Божество, обитавшее в  Нем, только ускоряло Его естественное нравственное развитие и облегчало  для Него тяжесть нравственной борьбы. По мере нравственного роста человека Иисуса происходило все более  и более тесное соединение Его  с обитавшим в Нем Богом  Словом. И только по воскресении  Иисуса Бог Слово вступил с  Ним в полное и нераздельное нравственное единение, сделал Его предметом поклонения для людей и ангелов и даровал  Ему имя паче всякого имени. Ценя в лице Искупителя главным образом  чистую нравственную личность, силой  своей свободной воли возвышающуюся  до божественной славы, Феодор не мог  допустить тесного, ипостасного  соединения двух природ во Христе и  считал это единение Бога Слова с  воспринятым человеком только нравственным и внешним.

Из приведенных фактов ясно обнаруживается, какое значение и ценность имела в глазах антиохийских богословов моральная сторона религии. Идея существа, достигающего божественного  достоинства энергией нравственной самодеятельности, красной нитью  проходит через всю историю вероучения антиохийцев.
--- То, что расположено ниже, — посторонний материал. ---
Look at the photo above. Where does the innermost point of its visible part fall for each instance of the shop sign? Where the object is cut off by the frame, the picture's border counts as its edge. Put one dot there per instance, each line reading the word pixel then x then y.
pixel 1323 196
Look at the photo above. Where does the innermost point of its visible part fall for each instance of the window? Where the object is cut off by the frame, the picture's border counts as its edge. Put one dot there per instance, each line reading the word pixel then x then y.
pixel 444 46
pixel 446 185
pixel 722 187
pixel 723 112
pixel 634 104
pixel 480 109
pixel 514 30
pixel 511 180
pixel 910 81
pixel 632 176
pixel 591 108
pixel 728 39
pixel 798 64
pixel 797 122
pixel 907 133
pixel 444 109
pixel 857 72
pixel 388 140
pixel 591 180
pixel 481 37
Вторая отличительная  черта антиохийской школы касается экзегетики и способа толкования Св. Писания. Она проявляется уже  в послеоригеновское время, начиная  с Диодора и Феодора, и отчасти  обязана своим происхождением тому научному возбуждению, которое исходило от великого александрийского учителя  и через посредство основанной им кесарийской библиотеки передавалось на Восток. В библейских работах  Оригена совмещается строго научный  критический метод с мистико-аллегорическим пониманием текста. Уже одного колоссального  предприятия — подвергнуть ревизии  текст Св. Писания, как оно выполнено  в знаменитых Экзаплах и Тетраплах  Оригена, было бы достаточно, чтобы  показать, насколько была для него важна строго научная работа в  этой области. Об этом же свидетельствуют  и его комментарии, в которых  выяснению буквального смысла священного текста путем снесения параллельных мест, филологических, географических, исторических и археологических  справок уделено не мало места. Но все это для Оригена, желавшего  быть христианским гностиком, представлялось не более как черновой работой. Его  душа с юных лет находила истинное удовлетворение в поисках духовных истин и глубоких философских  идей, скрывающихся под оболочкой  символов и покровом буквы. Антиохийская школа в своей экзегетике оставила в стороне то, что было самого дорогого для Оригена, и посвятила  свои силы главным образом тому, что в Александрии признавалось менее важным. Не отрицая вполне типологического значения писания, антиохийские экзегеты с особенной  любовью занимались выяснением прямого, буквального, исторического смысла Библии. Для них было важно открыть  ту мысль, которую влагал в слова  сам писатель известной книги. Они  старались достигнуть этого исследованием  особенностей языка священных книг, свойственного им стиля, подлинного значения употребляющихся в них  метафор, тропов и образных выражений, установлением контекста речи и  логической связи, в которой стоят  ее отдельные части, изысканиями  в области истории, быта, географии  и археологии Палестины. Они впервые  почувствовали, какой неисчерпаемый  источник нравственного обновления, какой лучезарный свет содержится в  просто и буквально понимаемом тексте писания, и это связывает вторую отличительную черту антиохийской школы — исторический метод толкования Библии — с первой — преобладанием  нравственного интереса в ее религиозном  настроении.